There isn’t an arguable case the General Division made an important factual error about the Claimant’s vacation and vacation pay

[19] The Claimant checked the box that says the General Division made an important error of fact.Footnote 11 He argued the General Division made mistakes in his vacation dates in its conclusion.Footnote 12 The General Division wrote the employer approved fours weeks of vacation from January 15 to February 9, 2024. He says his employer approved January 15 to February 19, 2024. And he was actually on vacation February 4 to 18, 2024.

[20] The General Division makes an important factual error if it bases its decision on a factual finding it made by ignoring or misunderstanding relevant evidence.Footnote 13 Relevant means legally relevant.

[21] The General Division didn’t ignore or misunderstand relevant evidence. The General Division had to apply the legal test for allocating earnings.
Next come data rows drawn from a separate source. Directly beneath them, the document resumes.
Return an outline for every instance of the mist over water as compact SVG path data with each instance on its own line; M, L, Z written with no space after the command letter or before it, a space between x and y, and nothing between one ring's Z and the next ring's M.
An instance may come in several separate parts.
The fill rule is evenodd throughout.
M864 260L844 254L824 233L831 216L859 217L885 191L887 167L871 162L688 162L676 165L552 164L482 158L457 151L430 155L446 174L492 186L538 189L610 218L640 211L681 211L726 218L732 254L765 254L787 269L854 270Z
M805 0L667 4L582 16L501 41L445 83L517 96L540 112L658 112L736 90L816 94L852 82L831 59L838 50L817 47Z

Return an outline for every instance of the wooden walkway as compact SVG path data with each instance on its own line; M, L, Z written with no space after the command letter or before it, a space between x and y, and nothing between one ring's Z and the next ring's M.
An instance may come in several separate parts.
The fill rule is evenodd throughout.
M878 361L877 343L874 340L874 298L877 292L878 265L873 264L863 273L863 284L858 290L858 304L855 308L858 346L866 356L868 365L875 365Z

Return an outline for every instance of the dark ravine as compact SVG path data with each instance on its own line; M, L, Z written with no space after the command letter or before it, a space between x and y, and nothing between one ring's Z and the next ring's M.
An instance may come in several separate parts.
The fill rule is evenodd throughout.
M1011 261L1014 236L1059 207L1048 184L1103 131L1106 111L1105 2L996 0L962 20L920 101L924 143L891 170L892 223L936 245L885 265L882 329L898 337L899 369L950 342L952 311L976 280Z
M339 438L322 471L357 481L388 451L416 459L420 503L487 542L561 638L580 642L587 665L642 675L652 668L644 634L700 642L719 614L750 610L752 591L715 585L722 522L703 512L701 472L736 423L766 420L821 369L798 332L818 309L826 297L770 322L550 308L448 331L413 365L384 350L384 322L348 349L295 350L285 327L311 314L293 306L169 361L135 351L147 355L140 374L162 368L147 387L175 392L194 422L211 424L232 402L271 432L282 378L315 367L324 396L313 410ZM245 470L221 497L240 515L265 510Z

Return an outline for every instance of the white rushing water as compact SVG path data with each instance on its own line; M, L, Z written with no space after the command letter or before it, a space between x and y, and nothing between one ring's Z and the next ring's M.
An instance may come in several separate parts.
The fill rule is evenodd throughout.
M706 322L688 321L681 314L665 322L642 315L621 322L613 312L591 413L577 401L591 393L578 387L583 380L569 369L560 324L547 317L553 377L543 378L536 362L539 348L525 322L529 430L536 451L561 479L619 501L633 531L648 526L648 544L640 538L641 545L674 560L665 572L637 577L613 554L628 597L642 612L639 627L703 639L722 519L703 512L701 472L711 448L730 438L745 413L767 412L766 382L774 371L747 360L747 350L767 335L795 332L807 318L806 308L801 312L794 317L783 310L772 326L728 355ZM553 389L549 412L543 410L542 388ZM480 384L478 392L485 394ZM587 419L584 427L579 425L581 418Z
Under that test, earnings are allocated based on the reason the employer paid the Claimant his vacation pay.

[22] The General Division reviewed the evidence and decided the employer paid the Claimant $1559 for two weeks of accrued vacation when he separated from his employer—it wasn’t a payment for a specific period (paragraphs 18 and 30). And the General Division found the Claimant separated from his employer the week of June 16, 2024 (paragraph 31).

[23] Section 36(9) of the EI Regulations says the Commission had to allocate the money starting that week. And that’s what it did. The General Division decided the Commission had properly applied the law to the facts. The General Division didn’t ignore or misunderstand any relevant evidence when it made that decision.
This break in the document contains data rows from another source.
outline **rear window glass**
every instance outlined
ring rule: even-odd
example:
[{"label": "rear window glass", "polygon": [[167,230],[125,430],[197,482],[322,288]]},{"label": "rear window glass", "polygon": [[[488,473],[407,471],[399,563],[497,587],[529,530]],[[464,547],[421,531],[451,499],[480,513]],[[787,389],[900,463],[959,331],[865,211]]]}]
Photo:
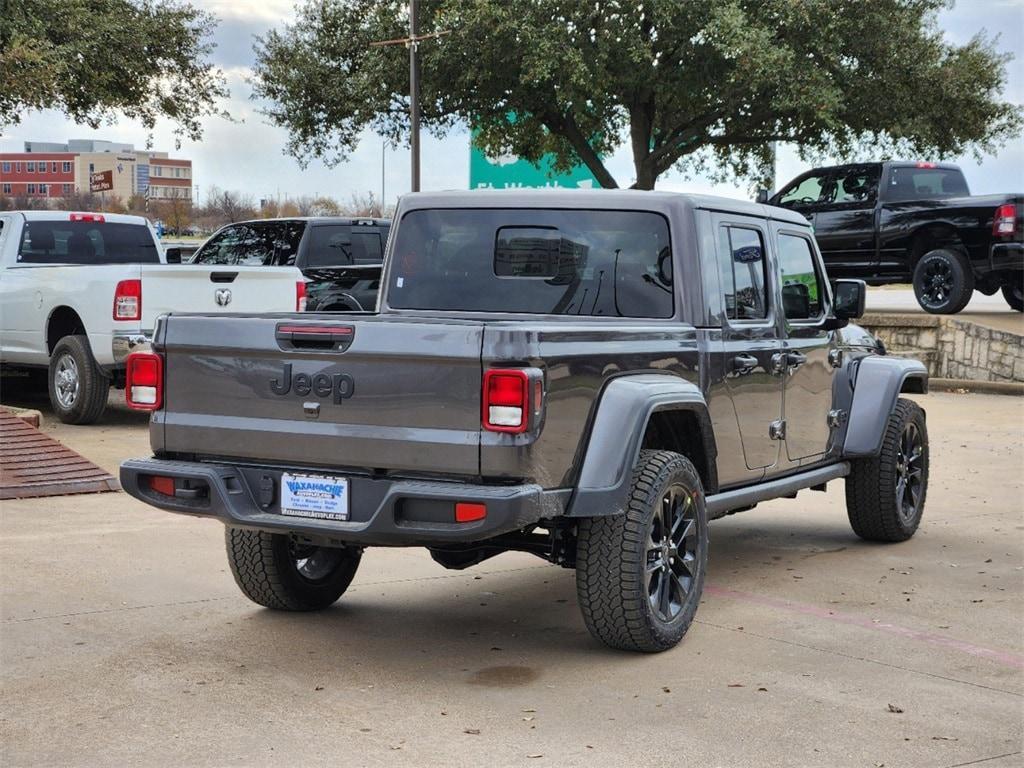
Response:
[{"label": "rear window glass", "polygon": [[17,260],[23,264],[157,264],[160,255],[144,224],[29,221]]},{"label": "rear window glass", "polygon": [[193,259],[194,264],[223,266],[294,265],[304,221],[245,222],[214,234]]},{"label": "rear window glass", "polygon": [[892,168],[889,172],[889,200],[930,200],[967,197],[970,191],[964,174],[955,168]]},{"label": "rear window glass", "polygon": [[349,224],[324,224],[309,230],[306,266],[381,263],[381,236]]},{"label": "rear window glass", "polygon": [[395,308],[673,313],[669,225],[655,213],[412,211],[396,238],[388,287]]}]

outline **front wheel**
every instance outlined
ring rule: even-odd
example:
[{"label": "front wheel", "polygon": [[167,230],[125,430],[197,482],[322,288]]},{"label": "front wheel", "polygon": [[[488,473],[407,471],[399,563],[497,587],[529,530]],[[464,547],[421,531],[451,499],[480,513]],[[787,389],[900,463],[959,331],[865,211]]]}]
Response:
[{"label": "front wheel", "polygon": [[928,428],[918,403],[900,397],[877,457],[852,462],[846,511],[853,531],[871,542],[904,542],[925,513]]},{"label": "front wheel", "polygon": [[643,451],[625,514],[580,522],[577,596],[587,629],[612,648],[668,650],[686,634],[708,565],[708,514],[688,459]]},{"label": "front wheel", "polygon": [[103,415],[111,380],[96,365],[87,336],[65,336],[53,347],[50,404],[65,424],[92,424]]},{"label": "front wheel", "polygon": [[227,527],[227,561],[234,583],[254,603],[275,610],[321,610],[352,583],[362,551],[315,547],[286,534]]},{"label": "front wheel", "polygon": [[1020,281],[1005,285],[1002,287],[1002,298],[1010,304],[1011,309],[1024,312],[1024,286],[1021,285]]}]

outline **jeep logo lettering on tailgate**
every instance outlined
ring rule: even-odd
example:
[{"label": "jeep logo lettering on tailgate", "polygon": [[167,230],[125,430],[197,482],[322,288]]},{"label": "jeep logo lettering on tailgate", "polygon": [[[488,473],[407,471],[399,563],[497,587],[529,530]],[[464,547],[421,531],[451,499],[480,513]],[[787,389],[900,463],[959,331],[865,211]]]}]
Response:
[{"label": "jeep logo lettering on tailgate", "polygon": [[292,377],[292,364],[286,362],[281,377],[270,380],[270,391],[273,394],[286,395],[292,390],[299,397],[310,393],[317,397],[331,397],[335,404],[347,400],[355,393],[355,380],[348,374],[296,374]]}]

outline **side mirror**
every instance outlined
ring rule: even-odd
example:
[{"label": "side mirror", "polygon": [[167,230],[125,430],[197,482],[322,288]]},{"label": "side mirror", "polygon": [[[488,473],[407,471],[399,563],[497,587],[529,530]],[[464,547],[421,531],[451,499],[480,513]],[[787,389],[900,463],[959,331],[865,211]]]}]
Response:
[{"label": "side mirror", "polygon": [[843,328],[850,321],[864,314],[864,301],[867,298],[867,285],[862,280],[837,280],[833,283],[833,317],[829,330]]}]

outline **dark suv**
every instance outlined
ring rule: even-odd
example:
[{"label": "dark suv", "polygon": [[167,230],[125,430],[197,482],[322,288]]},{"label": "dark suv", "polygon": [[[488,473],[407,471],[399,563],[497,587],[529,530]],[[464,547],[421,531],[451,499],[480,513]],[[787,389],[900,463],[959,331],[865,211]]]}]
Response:
[{"label": "dark suv", "polygon": [[218,229],[191,263],[297,266],[307,281],[307,311],[372,310],[390,226],[334,216],[240,221]]}]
[24] I can’t accept the Claimant’s argument that, “the General Division claims that the dates of my actual vacation do not coincide with the real dates of my vacation and for this reason she decided that this is not a vacation payment, but because I was separated from job.”Footnote 14 The vacation dates the employer approved weren’t relevant to the law the General Division had to apply. The actual dates of the Claimant’s vacation weren’t relevant either. The General Division understood this. And it didn’t base its decision on these dates.
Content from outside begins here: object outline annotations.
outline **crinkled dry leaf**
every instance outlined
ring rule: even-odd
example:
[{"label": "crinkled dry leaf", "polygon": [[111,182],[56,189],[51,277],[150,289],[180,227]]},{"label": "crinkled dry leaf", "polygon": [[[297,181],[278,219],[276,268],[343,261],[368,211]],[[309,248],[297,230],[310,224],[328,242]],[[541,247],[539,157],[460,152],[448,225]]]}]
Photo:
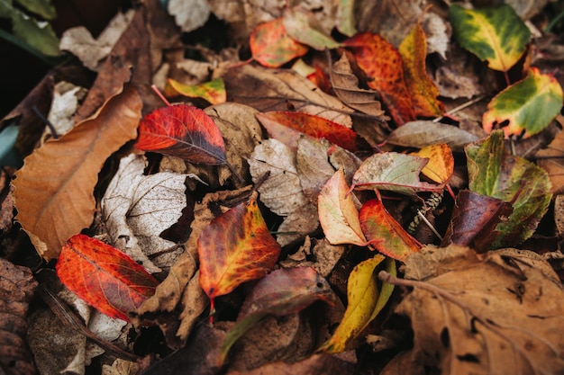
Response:
[{"label": "crinkled dry leaf", "polygon": [[[396,283],[414,291],[396,311],[411,318],[414,368],[451,374],[557,373],[564,368],[564,289],[523,262],[526,253],[507,249],[478,258],[467,247],[428,246],[406,259],[405,278],[417,281]],[[419,281],[423,268],[429,276]]]},{"label": "crinkled dry leaf", "polygon": [[187,174],[143,175],[145,167],[142,156],[122,158],[102,199],[102,214],[114,246],[149,272],[159,272],[160,268],[168,270],[182,253],[160,234],[178,220],[186,205]]},{"label": "crinkled dry leaf", "polygon": [[353,112],[350,108],[293,70],[244,65],[230,69],[223,80],[228,101],[250,105],[260,112],[287,111],[291,106],[347,128],[352,126],[348,114]]},{"label": "crinkled dry leaf", "polygon": [[97,174],[137,135],[141,105],[137,91],[127,85],[97,116],[38,148],[16,174],[16,219],[45,259],[56,258],[65,241],[92,223]]}]

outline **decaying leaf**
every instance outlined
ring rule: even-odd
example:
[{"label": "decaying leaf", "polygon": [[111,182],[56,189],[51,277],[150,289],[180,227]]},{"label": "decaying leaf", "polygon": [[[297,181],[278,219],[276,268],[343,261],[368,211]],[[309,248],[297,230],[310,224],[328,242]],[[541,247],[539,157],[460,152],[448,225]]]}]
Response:
[{"label": "decaying leaf", "polygon": [[186,205],[187,175],[143,175],[145,167],[141,156],[131,154],[120,161],[102,199],[102,214],[114,246],[158,272],[168,270],[182,253],[160,234],[178,220]]},{"label": "decaying leaf", "polygon": [[378,91],[359,87],[359,78],[353,74],[344,53],[331,69],[331,84],[339,99],[349,107],[381,120],[387,119],[380,102],[376,100]]},{"label": "decaying leaf", "polygon": [[451,374],[564,368],[564,290],[531,258],[550,269],[528,251],[477,256],[468,247],[427,246],[407,258],[406,281],[383,277],[414,288],[396,309],[411,318],[414,332],[408,372],[423,366]]},{"label": "decaying leaf", "polygon": [[141,105],[137,91],[125,86],[96,117],[38,148],[16,174],[16,219],[45,259],[56,258],[68,238],[92,223],[97,174],[112,153],[135,138]]},{"label": "decaying leaf", "polygon": [[125,321],[159,284],[134,260],[85,235],[73,236],[62,246],[57,275],[98,311]]},{"label": "decaying leaf", "polygon": [[504,146],[504,133],[495,130],[478,144],[466,147],[469,189],[511,202],[509,219],[497,226],[495,247],[519,244],[529,238],[550,202],[550,181],[546,172]]},{"label": "decaying leaf", "polygon": [[319,221],[325,238],[332,245],[354,244],[364,246],[367,240],[360,228],[354,195],[350,194],[350,191],[344,172],[342,169],[338,170],[319,193]]}]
[25] So, the Claimant hasn’t shown an arguable case the General Division made an important factual error.

There is no other reason I can give the Claimant permission to appeal

[26] The Claimant is self-represented. So, I considered whether there was an arguable case the General Division made another type of error.

Jurisdictional error

[27] There isn’t an arguable case the General Division made a jurisdictional error. It correctly identified the legal issues it had to decide (paragraph 6). And decided only those issues.

Legal error

[28] There isn’t an arguable case the General Division made a legal error.

[29] The General Division correctly set out the law it had to use to decide if the money payable to the Claimant was earnings (paragraphs 8 to 10). Then it applied the correct law.

[30] The General Division correctly set out the law it had to use to decide whether the Commission correctly allocated the earnings (paragraphs 19, 21, and 22). Then it used the correct law. The decided cases say a separation from employment takes place when the employment relationship ends.Footnote 15 The General Division based its decision on the end of the employment relationship (paragraphs 29 to 31).

[31] And the General Division’s reasons are more than adequate.

Procedural fairness

[32] The Claimant didn’t argue the General Division process or hearing were unfair. And I didn’t read or hear anything that would suggest that.

Conclusion

[33] The Claimant hasn’t shown an arguable case the General Division made an error the law lets me consider. And I didn’t find an arguable case.

[34] This means I can’t give him permission to appeal.